Edgewater Capital races toward $300m target on fifth fund

Fundraising has continued to slip overall, with a handful of funds finding their way to final closes, and everyone else struggling to hit their numbers.

In quieter corners of private equity, the long fundraising decline is not as apparent.

One such firm is Edgewater Capital, based out of Cleveland. The firm, which focuses on lower mid-market specialty materials and chemicals and life sciences, is targeting $300 million for its fifth fund, sources told Buyouts.

Edgewater, led by managing partners Chris Childres and Ryan Meany, has collected at least $230 million for the pool, which hit the market earlier this year, according to sources. Fund V has a $350 million hard cap. No one from Edgewater returned a comment request Tuesday.

The firm has a tight group of limited partners and is not having the kind of challenges experienced by larger shops, one of the sources said. Edgwater is working with FirstPoint Equity as placement agent on the process – the first time it’s used an agent for fundraising, one of the sources said.

“They’ve been under the radar for a while … it’s a sprint to the final close,” one of the sources said.

Edgewater closed the prior fund on its $185 million cap in 2019. The firm, formed in 1998, closed Fund III on $83 million in 2015 and collected $30 million for Fund II in 2007. The management company is owned by Meany, Childres and partners Robert Girton, Peter Ostergard and Brian Leonard, according to the firm’s Form ADV.

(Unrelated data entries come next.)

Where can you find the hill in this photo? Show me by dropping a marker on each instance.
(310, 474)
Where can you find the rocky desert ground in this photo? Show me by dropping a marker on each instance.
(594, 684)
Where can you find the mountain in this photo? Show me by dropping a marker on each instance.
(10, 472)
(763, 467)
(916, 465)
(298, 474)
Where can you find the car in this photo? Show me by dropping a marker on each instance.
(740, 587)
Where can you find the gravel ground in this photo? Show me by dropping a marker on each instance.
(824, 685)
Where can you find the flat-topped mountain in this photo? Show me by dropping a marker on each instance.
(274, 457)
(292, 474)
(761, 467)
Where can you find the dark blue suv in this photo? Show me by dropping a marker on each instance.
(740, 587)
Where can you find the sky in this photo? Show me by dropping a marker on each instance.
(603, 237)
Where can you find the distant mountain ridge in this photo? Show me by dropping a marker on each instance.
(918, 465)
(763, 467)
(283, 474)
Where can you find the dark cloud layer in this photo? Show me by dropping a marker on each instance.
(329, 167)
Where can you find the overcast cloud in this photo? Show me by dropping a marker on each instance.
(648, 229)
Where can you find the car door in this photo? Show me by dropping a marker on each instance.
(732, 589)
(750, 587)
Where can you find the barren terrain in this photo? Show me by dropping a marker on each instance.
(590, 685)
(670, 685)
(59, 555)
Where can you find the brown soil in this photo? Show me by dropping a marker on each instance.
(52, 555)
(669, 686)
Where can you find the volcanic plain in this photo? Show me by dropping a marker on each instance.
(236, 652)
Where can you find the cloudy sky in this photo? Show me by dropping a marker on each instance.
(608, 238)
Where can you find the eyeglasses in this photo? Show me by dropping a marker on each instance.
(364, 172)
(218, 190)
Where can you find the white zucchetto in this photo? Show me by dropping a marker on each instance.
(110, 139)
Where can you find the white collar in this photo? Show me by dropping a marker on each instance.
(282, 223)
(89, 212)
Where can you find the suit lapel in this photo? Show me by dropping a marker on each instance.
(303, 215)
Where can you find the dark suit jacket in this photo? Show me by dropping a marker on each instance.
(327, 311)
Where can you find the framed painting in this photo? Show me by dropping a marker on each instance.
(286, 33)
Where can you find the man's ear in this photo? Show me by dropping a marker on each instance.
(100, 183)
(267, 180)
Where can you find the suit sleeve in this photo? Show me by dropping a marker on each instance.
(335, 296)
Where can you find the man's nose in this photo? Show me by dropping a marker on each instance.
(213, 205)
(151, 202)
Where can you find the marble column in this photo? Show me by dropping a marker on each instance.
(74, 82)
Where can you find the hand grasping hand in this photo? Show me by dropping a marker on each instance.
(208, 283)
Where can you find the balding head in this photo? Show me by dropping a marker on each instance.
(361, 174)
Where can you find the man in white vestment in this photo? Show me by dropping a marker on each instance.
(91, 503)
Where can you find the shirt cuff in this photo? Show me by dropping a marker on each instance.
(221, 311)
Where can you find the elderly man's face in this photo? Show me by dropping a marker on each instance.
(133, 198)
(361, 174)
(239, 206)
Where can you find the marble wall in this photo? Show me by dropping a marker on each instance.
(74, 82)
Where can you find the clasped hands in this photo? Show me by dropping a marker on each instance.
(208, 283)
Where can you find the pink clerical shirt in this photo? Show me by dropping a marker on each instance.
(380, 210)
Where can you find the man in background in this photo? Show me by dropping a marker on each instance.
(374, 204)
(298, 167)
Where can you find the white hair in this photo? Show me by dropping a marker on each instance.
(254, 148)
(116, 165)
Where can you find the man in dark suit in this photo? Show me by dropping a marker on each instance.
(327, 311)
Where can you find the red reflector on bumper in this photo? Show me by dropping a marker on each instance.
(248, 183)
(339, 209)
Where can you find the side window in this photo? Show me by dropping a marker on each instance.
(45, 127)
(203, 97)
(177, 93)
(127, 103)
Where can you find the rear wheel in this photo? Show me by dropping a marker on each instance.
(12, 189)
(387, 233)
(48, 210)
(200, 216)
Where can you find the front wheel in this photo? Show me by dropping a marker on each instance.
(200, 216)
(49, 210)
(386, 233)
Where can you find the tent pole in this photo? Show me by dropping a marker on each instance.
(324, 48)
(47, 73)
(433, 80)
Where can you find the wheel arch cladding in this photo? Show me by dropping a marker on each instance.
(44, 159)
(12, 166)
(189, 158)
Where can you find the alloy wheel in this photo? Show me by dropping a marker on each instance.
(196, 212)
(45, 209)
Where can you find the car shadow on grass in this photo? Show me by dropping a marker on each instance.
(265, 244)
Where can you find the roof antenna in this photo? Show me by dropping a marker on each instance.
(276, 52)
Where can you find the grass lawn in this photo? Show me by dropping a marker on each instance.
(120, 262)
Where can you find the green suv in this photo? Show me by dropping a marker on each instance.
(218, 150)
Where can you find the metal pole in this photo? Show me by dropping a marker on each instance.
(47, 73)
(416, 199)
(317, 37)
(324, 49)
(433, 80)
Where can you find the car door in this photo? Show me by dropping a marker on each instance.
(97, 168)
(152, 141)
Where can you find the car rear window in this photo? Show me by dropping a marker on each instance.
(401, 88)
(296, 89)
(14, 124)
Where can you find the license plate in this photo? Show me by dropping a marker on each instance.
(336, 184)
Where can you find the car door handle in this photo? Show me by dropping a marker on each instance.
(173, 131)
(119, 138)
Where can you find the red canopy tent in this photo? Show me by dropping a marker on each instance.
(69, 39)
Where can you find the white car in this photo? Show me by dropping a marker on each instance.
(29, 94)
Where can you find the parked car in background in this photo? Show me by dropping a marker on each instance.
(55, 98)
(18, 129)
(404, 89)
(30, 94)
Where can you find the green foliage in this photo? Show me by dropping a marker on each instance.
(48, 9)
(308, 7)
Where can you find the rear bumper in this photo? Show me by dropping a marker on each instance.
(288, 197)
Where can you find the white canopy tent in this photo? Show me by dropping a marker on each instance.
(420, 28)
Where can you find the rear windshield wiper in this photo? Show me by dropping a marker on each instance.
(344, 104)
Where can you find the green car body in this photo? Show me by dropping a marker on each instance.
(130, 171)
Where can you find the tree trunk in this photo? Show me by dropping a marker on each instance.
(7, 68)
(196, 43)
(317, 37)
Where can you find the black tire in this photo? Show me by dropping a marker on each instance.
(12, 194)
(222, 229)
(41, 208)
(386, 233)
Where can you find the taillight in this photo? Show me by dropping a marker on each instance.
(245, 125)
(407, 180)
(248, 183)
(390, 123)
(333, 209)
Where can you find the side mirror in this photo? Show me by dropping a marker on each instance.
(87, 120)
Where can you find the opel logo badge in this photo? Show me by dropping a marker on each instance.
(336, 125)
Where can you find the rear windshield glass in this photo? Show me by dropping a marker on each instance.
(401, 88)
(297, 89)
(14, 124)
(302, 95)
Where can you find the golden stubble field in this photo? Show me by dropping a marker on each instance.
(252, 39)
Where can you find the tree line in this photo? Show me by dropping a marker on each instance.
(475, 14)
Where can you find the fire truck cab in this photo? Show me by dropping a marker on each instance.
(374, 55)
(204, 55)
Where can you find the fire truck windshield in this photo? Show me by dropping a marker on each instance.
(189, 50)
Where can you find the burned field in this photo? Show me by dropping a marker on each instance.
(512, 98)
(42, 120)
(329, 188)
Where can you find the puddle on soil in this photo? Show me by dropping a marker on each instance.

Edgewater earlier this year acquired NeoGraf Solutions, which designs and makes specialty natural graphite products for various end markets. Edgewater bought the company from Aterian Investment Partners, according to a statement at the time.

Fundraising has continued to slip overall, with a handful of funds finding their way to final closes, and everyone else struggling to hit their numbers.

Globally, PE fundraising totaled $315.5 billion in the six months to the end of June, according to PEI data. Around 508 funds held final closes from January to June, down 48 percent from the same period last year, PEI reported.